MQL5 Wizard Techniques you should know (Part 37): Gaussian Process Regression with Linear and Matern Kernels

MetaTrader 5 — Tester | 6 September 2024, 16:05

202

Stephen Njuki

Introduction

We continue these series on the different ways key component classes of wizard assembled Expert Advisors can be implemented by considering 2 Gaussian Process Kernels. The linear-kernel and Matérn Kernel. The former is so simple you cannot find its Wikipedia-page, however the latter has a reference page over here.

If we are to do a recap on what we covered with Gaussian Process Kernels (GPs) earlier, they are non-parametric models that are able to map complex relationships between data sets (typically in vector form) without any functional or pre-knowledge about the pair of datasets involved. This makes them ideal for handling situations where the data sets involved are non-linear or even noisy. This flexibility, in addition, makes them a bit ideal to financial time series that can be often volatile, since GPs tend to give nuanced outputs. They provide a forecast estimate plus a confidence interval. GPs help determine the similarity between two data sets and since there are multiple types of kernels to use in the Gaussian Process Regression it is always key to identify the appropriate kernel or be mindful of the shortcomings of your selected kernel particularly in instances where kernels are being used to extrapolate a forecast.

Below is a summary table that covers the kernels introduced so far in these series and some of their traits:

Kernel Type	Ideal for Capturing	Explanation
Linear Kernel	Trends	Captures linear trends over time; ideal for assets that show long-term upward or downward price movements. Simple and computationally efficient, but assumes a linear relationship.
Radial Basis Function (RBF) Kernel	Trends and Volatility	Best for capturing smooth, long-term trends with gradual price changes. It provides smooth estimates and is good for continuous patterns. However, it struggles with sharp transitions or extreme volatility.
Matérn Kernel	Trends, Volatility, Cycles	Can capture rougher, less smooth trends and sudden changes in volatility. The parameter ν controls the smoothness, so lower ν captures rough volatility, while higher ν smoothens trends.

Depending on the time series one is extrapolating, the appropriate kernel would need to be selected basing on its strengths. Financial time series can often show periodic or cyclic behaviour and kernels such as the Matérn which we introduce below can help in mapping these relations. Furthermore, the quantifying of uncertainty as we saw with the Radial Basis Function in this initial article can be a huge boon when traders are faced with flattish or whipsawed markets. Kernels like the RBF do not just provide point estimates, but they also give confidence intervals, which can be beneficial in these situations. This is because the confidence interval can help sift out weak signals while also highlighting major turning points in uncertain environments.

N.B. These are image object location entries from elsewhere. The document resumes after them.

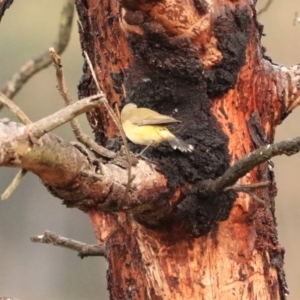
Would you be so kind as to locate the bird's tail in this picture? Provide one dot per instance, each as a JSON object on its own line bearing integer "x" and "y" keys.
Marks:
{"x": 180, "y": 144}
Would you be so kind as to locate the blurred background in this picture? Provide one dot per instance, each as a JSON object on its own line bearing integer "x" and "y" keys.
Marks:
{"x": 31, "y": 271}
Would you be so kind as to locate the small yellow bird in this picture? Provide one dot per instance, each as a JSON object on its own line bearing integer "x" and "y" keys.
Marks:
{"x": 144, "y": 126}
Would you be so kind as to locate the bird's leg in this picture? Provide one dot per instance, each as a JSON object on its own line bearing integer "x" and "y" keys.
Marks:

Mean-reverting data sets can also be handled by special kernels like the Ornstein-Uhlenbeck which we may cover in a future article. Another interesting aspect we could look at in the future is that GPs allow for kernel-composition where multiple kernels like the stacking of a linear kernel and an RBF kernel can be done to model more complex relationships between data sets. This could include pairings like short-term price action patterns and long-term trends, where a model is thus able to place exits from open positions at optimal points while also capitalizing on any underlying long-term action a security could be having.

There are several additional advantages and uses to GPs like noise handling & reduction as well as adaptation to regime change and many others. As traders, though, we want to capitalize on these benefits, so let’s look at a very basic linear kernel.

Linear Kernels

The primary use of linear kernels is to map out simple linear relationships between data sets in a Gaussian process. For example, consider a very simple pair of data sets, the cost of shipping a container to the US from China, and the price of the shipping ETF BOAT. Under normal circumstances, we would expect high shipping costs to reflect the pricing power of the shipping companies such that their earnings and therefore revenues would reflect this, which would lead to appreciation in their stock price. In this scenario, a trader looking to buy shipping companies over time or even just buy the ETFs, would be interested in modelling his expected stock prices and the current shipping costs, with a linear kernel.

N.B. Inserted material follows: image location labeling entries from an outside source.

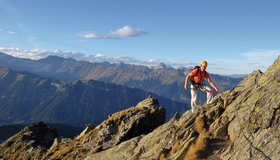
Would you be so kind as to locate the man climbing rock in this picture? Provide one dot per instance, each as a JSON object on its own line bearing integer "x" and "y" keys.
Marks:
{"x": 196, "y": 77}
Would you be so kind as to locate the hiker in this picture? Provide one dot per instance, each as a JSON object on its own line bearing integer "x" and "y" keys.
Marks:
{"x": 196, "y": 76}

It is relatively simple and not complex, which makes it require the least compute resources among all kernels. It also requires only a single constant parameter c in its formula. This formula is shared below:

Where:

x and x′ are input vectors
x^⊤x′ is the dot product of transposed vector x and x′
c is a constant

The requirement of just this one parameter c makes it fast and very efficient over large data sets. Its role is primarily four-fold. First it helps in bias adjustment where this means, in the event the data set or plot does not pass through the origin the constant provides an offset which shifts the hyper plane and allows the kernel to better represent the underlying model. Without this constant, the kernel would assume that all data points are centered around the origin. This constant is not optimizable per se, but is tunable in preset cross-validation steps.

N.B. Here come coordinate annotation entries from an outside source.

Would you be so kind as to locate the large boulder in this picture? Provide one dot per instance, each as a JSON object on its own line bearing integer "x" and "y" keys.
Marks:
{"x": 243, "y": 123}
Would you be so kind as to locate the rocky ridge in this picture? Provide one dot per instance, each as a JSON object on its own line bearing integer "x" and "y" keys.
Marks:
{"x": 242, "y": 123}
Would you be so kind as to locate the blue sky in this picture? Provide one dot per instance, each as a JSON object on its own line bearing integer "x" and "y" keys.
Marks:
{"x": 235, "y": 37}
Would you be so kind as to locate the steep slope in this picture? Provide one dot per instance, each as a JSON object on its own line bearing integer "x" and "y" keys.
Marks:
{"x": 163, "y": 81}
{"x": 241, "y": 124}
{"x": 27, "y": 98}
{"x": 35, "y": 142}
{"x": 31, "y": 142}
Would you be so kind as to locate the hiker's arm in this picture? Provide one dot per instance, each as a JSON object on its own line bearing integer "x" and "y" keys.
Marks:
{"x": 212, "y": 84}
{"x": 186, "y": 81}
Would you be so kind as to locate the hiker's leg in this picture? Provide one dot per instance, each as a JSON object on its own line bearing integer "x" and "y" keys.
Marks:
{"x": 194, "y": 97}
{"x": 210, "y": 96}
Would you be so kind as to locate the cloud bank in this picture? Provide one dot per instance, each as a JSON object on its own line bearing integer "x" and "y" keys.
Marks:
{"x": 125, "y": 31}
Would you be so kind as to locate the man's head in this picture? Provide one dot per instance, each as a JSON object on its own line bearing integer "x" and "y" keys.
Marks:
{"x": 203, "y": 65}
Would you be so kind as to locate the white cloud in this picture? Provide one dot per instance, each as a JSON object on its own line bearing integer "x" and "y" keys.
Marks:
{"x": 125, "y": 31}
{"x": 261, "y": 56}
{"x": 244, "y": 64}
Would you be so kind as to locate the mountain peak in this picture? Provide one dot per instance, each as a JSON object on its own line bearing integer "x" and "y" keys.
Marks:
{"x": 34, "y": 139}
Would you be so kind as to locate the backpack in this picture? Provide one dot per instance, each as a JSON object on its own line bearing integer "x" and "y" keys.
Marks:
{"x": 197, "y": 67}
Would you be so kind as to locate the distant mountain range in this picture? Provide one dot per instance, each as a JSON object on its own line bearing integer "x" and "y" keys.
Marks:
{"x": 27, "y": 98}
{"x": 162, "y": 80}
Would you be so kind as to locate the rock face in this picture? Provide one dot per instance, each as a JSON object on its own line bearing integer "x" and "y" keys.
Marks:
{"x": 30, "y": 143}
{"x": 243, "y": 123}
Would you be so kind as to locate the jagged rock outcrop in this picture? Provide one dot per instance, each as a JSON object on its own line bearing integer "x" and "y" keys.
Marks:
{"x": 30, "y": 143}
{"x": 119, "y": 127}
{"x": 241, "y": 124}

Secondly, the constant allows for a more customizable separation between the two data set classes by controlling this margin gap. This is particularly important when this kernel is used with Support Vector Machines, and also in situations where there are larger data sets that aren’t easily linearly separable. Thirdly, this constant enables non-linear homogeneity, which could be present in certain data sets. Without this constant, if all inputs are scaled by a factor, the kernel’s output will scale by the same factor. Now, while some data sets do exhibit these traits, not all are like this. Which is why the adding of this c constant adds some inherent bias and ensures the model does not automatically assume linearity.

Finally, it is argued that it provides numerical stability to dot products that could result in very small values, that would skew the kernel matrix. In the event that input vectors have very small values, the dot product without a constant would also be very small, which would affect the optimization process. The constant therefore provides some stability for better optimization.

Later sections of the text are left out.